A woman named Angela Ditchfield, who had been a parliamentary candidate for the Green Party, was arrested for having defaced the offices of the county council by spray-painting them with symbols of “Extinction Rebellion,” the radical ecological movement whose demonstrations have brought chaos to London and elsewhere.
She was charged with criminal damage. Her defense was that, by so doing, she was defending her property (her house) from imminent damage caused by climate change. Astonishingly — and alarmingly — the magistrates accepted her defense and acquitted her. In delivering their judgment, the magistrates said:
We find that you have a very strong and honestly held belief that we are facing a climate emergency, that you acted on the spur of the moment to protect land and homes under threat from climate change, believing that immediate protection was necessary, and the action could be said to have been taken to protect property, and that you believed action chosen was reasonable in all circumstances.

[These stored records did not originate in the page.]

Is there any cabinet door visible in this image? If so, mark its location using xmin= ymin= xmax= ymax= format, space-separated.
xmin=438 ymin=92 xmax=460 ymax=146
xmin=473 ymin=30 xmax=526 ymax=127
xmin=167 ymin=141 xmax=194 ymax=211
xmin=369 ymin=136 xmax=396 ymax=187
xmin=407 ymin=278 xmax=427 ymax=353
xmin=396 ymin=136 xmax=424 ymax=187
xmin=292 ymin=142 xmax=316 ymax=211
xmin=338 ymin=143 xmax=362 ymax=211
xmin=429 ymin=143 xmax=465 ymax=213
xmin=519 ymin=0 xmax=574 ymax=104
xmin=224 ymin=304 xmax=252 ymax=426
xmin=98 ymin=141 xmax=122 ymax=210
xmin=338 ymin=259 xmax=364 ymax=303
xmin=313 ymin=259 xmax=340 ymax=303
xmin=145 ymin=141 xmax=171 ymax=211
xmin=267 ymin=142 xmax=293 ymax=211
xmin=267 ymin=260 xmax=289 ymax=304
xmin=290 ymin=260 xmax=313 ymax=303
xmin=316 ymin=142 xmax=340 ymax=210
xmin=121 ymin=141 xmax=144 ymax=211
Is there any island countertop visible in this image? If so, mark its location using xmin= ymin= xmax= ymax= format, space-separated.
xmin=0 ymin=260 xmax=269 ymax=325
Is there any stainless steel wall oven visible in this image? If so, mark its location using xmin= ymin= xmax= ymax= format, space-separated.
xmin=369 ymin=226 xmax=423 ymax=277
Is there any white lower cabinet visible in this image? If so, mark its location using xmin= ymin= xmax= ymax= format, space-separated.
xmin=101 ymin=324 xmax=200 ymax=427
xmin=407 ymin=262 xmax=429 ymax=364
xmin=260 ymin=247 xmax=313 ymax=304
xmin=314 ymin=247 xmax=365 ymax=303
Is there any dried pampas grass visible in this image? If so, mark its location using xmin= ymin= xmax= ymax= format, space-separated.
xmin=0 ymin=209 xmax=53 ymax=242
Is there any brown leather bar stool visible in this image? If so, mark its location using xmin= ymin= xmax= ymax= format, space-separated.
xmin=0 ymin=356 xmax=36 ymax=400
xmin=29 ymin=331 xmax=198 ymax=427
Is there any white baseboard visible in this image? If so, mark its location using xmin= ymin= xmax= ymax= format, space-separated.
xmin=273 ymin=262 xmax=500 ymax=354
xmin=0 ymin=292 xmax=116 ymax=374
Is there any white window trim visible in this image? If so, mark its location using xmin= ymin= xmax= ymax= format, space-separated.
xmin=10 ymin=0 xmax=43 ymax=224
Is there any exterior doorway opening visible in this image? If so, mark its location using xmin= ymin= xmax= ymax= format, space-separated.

The socially destructive effect of this judgment, if it were to be generalized, hardly needs emphasis. The judgment made honestly held belief, however absurd, a defense against what would otherwise be a criminal act, and it therefore made everyone a law unto himself. …
Obviously, the magistrates, as weak of mind as of character, were acting in a politically biased manner.
Would that make assault on “climate deniers” self defense too?
Selective enforcement and judgement. Funny how, under the control of the current ruling class, the law only gets used to enforce their political beliefs:
If a person with “a very strong and honestly held belief” that Britain was being Islamized had daubed the council offices with a slogan to that effect, he would (quite rightly) not have been acquitted.